Rapid urbanisation, population growth and expansion of the middle class remain the main drivers of Kenya’s property market that is riding on nearly three decades of under investment in mid-tier segment of housing.

Property market analysts say rising rents and home prices in Kenya’s urban centres and the region will continue to hold further, underlining real estate as an asset class of premium returns relative to equities, bonds and bank deposits.

The rally in house prices have some Kenyans worried that a bubble may be shaping up, but most analysts say there is plenty of room for the upward momentum.

“Commercial properties can give an average rental return of 12 per cent,” said Farhana Hassanali, the property development manager at Hass Consult—a local real estate consultancy firm.

This has seen the property asset class outperform the Nairobi Securities Exchange (NSE) over the past decade, according to a survey by CFC Stanbic.

CFC says that property prices have risen 3.5 times over the past decade compared to share prices appreciation of 2.42 times over the same period.
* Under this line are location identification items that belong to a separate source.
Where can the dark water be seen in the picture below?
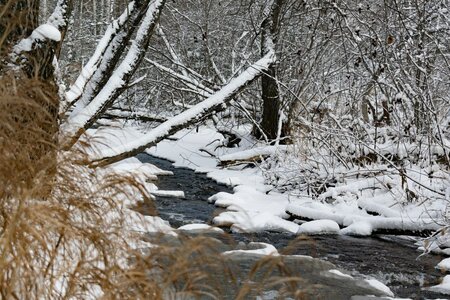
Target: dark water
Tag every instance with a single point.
(393, 261)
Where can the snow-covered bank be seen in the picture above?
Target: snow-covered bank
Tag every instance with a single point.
(256, 206)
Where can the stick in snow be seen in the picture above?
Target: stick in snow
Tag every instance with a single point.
(216, 102)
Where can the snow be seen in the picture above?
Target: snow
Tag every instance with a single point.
(79, 118)
(358, 229)
(263, 249)
(192, 113)
(380, 286)
(174, 194)
(200, 228)
(42, 33)
(250, 153)
(319, 227)
(443, 287)
(444, 265)
(339, 273)
(88, 70)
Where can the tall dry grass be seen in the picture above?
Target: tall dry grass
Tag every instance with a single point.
(65, 229)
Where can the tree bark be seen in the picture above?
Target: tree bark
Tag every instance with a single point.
(208, 107)
(270, 90)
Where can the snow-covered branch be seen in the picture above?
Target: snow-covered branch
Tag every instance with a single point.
(93, 64)
(216, 102)
(79, 121)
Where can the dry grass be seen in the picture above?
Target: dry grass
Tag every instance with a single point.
(64, 228)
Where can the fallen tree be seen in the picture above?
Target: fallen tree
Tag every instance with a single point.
(217, 102)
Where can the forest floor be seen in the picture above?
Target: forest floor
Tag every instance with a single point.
(360, 206)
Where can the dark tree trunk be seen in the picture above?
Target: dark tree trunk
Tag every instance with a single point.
(29, 123)
(270, 91)
(18, 19)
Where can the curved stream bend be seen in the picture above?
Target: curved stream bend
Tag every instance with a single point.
(394, 263)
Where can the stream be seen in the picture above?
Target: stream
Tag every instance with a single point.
(392, 260)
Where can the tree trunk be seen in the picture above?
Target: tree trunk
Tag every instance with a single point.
(29, 123)
(270, 90)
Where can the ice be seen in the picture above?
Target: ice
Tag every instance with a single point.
(200, 228)
(444, 265)
(358, 229)
(380, 286)
(443, 287)
(319, 227)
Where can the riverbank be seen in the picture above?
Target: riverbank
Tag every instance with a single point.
(254, 206)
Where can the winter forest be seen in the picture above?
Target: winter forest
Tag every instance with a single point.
(224, 149)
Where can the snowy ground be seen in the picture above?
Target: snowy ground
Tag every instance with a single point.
(255, 206)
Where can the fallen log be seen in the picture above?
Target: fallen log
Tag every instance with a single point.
(193, 115)
(373, 225)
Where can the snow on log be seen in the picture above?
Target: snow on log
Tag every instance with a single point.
(91, 66)
(250, 155)
(366, 225)
(78, 122)
(216, 102)
(111, 57)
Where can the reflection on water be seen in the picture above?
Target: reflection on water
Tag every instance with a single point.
(395, 263)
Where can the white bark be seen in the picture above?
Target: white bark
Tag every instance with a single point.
(79, 121)
(214, 103)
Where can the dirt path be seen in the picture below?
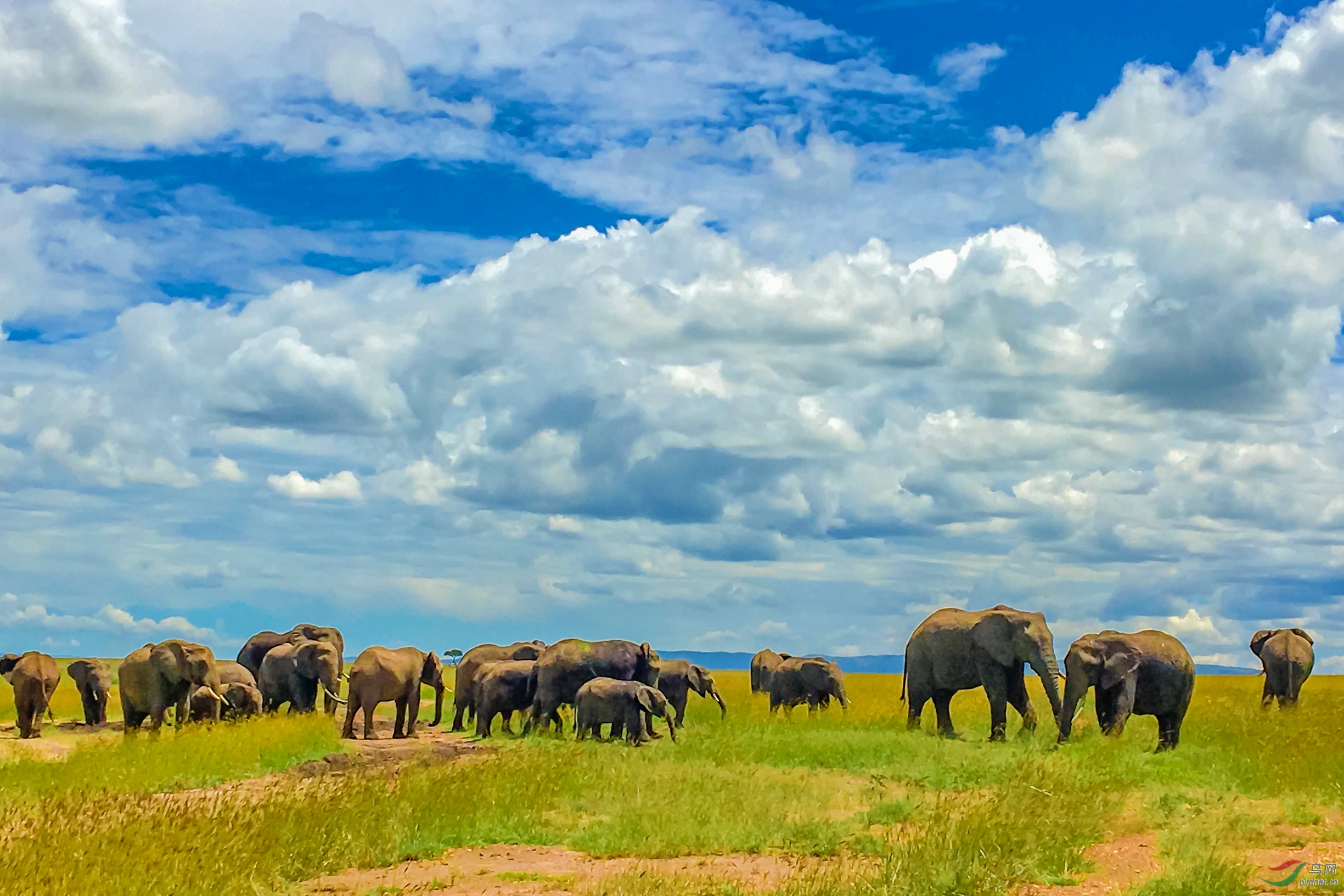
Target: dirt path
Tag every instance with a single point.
(510, 871)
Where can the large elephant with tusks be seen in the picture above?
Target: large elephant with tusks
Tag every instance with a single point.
(567, 666)
(957, 651)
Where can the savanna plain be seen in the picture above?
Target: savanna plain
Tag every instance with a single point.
(833, 804)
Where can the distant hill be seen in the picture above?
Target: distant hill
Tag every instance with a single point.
(882, 663)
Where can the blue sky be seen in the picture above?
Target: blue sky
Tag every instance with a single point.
(721, 325)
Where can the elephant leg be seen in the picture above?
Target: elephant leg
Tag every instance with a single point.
(995, 679)
(1021, 702)
(942, 707)
(412, 708)
(914, 708)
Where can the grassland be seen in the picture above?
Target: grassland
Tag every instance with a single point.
(891, 812)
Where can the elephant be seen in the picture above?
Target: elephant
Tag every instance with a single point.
(34, 678)
(464, 685)
(1145, 673)
(503, 688)
(162, 675)
(291, 673)
(677, 678)
(762, 666)
(381, 675)
(566, 666)
(262, 643)
(620, 703)
(812, 680)
(957, 651)
(1288, 657)
(241, 702)
(93, 679)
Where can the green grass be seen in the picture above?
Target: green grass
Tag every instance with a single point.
(890, 810)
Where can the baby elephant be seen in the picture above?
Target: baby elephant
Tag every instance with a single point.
(1288, 657)
(620, 705)
(503, 688)
(93, 679)
(1144, 673)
Kenol is betting on the commercial properties to cut its reliance from the volatile fuel business which has been worsened by increased regulation of the sector , including the introduction of price controls in December 2010.

Oil business has also been shackled by increased need for working capital that has seen Kenol Kobil emerge as the biggest company in Kenya in terms of revenues but is trailing firms like Safaricom, East Africa Breweries Limited and Kenya Airways on the profit front.

Kenol revenues stood at Sh222.4 billion in 2011 in a year that saw Kenya Airways sales at Sh85.8 billion, Safaricom (Sh94 billion) and EABL (Sh44.8 billion). The oil marketer’s net profit increased from Sh1.9 billion to Sh3.2 billion—which is lower than Safaricom’s Sh 13.1 billion), KQ (Sh3.5 billion) and EABL (Sh7.3 billion).

“Oil companies in the developed world are diversifying from the fuel business and we are doing the same,” Mr Segman said.